Revenons à l’essentiel. Nous nous agitons vainement à propos de la vie comme de la mort parce que nous vivons à l’envers en les voyant de notre point de vue au lieu de les voir dans la globalité. Ramenons le monde à nous. Nous pensant seuls au monde, nous allons voir la vie comme une course menant à la mort et, par réflexe, nous allons nous accrocher à notre corps ainsi qu’à la matière. De ce fait, il ne nous restera comme moyen de penser la vie et la mort que le travail du deuil. À l’inverse, souvenons-nous que nous ne sommes pas seuls au monde, que nous participons à la vie de l’univers, à celle de l’histoire humaine concrète ainsi qu’à celle de son histoire spirituelle. La mort va cesser d’être un néant pour devenir une mutation. Qui meurt fait une œuvre. Il participe au renouvellement de la vie  en permettant à des forces neuves de prendre le relais. Il s’inscrit donc dans une dynamique de transmission ouvrant sur le grand corps  des vivants et des morts qui fait de l’humanité un Tout. Il y avait  le monde et son cycle. Il y a désormais la vie universelle et un nouveau cycle. Aussi dire adieu à un proche, n’est-ce pas en faire le deuil, mais le remettre dans les mains d’une vie plus vaste pleine d’imagination et de mémoire.

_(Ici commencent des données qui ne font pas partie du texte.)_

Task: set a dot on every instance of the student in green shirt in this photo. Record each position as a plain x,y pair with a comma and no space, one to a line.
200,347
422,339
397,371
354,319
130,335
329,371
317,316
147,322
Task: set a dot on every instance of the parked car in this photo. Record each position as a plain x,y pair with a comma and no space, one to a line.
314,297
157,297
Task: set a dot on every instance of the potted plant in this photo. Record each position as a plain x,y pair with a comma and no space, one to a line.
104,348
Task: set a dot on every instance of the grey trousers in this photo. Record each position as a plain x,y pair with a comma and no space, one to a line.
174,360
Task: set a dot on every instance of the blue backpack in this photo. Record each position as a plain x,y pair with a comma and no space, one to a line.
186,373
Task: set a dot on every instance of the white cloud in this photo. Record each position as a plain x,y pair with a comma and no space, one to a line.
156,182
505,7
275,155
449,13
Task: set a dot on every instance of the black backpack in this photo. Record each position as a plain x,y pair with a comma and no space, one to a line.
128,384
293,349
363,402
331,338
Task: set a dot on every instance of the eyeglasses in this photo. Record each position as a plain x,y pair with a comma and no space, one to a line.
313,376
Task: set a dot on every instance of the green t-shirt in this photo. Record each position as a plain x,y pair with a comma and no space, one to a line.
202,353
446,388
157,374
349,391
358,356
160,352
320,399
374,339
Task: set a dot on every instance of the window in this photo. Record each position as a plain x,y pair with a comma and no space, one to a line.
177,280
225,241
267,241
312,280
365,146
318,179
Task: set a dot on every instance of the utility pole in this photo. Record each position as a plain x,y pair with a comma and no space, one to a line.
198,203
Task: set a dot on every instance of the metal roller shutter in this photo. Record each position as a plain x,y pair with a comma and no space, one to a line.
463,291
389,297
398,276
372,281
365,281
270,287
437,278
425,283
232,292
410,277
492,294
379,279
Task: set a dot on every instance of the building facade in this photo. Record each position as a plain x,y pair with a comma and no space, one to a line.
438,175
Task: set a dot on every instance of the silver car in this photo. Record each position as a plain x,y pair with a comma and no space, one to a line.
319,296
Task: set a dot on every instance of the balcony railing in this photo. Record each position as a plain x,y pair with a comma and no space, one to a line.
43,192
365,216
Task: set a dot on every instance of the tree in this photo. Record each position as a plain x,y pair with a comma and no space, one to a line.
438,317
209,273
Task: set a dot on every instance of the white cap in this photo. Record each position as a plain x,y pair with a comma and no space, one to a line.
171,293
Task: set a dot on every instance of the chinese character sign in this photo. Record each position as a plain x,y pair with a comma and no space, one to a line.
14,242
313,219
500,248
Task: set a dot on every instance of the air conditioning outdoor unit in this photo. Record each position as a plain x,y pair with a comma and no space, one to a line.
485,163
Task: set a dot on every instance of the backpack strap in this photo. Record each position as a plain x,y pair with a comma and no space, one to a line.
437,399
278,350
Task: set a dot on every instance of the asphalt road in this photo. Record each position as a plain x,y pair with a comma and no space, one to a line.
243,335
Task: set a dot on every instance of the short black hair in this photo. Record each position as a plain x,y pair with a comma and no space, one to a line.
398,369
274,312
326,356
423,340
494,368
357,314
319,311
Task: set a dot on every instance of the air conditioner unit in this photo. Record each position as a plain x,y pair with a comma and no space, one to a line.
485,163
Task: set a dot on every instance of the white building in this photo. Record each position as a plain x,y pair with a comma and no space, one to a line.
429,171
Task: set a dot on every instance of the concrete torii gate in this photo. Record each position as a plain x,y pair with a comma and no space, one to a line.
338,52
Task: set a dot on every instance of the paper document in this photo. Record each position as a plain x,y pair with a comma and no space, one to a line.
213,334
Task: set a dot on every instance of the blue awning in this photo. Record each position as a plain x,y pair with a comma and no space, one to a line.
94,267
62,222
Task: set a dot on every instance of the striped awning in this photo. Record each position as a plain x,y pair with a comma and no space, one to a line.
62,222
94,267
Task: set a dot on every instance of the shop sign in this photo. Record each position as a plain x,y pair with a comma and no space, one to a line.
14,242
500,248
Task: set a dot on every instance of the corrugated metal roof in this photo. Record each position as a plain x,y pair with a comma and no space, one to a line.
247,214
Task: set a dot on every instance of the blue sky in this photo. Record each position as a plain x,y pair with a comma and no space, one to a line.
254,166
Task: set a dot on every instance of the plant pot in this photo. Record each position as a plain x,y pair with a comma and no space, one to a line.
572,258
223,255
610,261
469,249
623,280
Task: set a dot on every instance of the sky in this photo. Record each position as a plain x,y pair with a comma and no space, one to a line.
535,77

Nous avons oublié que nous participons à la vie de l’univers et de l’histoire. Résultat : nous nous noyons dans des détails en lançant des appels au secours. Il faudra un jour se rendre à cette évidence. Les passagers du vol Rio-Paris perdus au fond des eaux, c’est nous. Et la demande de remonter les corps du fond des eaux, c’est l’appel que nous lançons pour être repêchés nous-mêmes.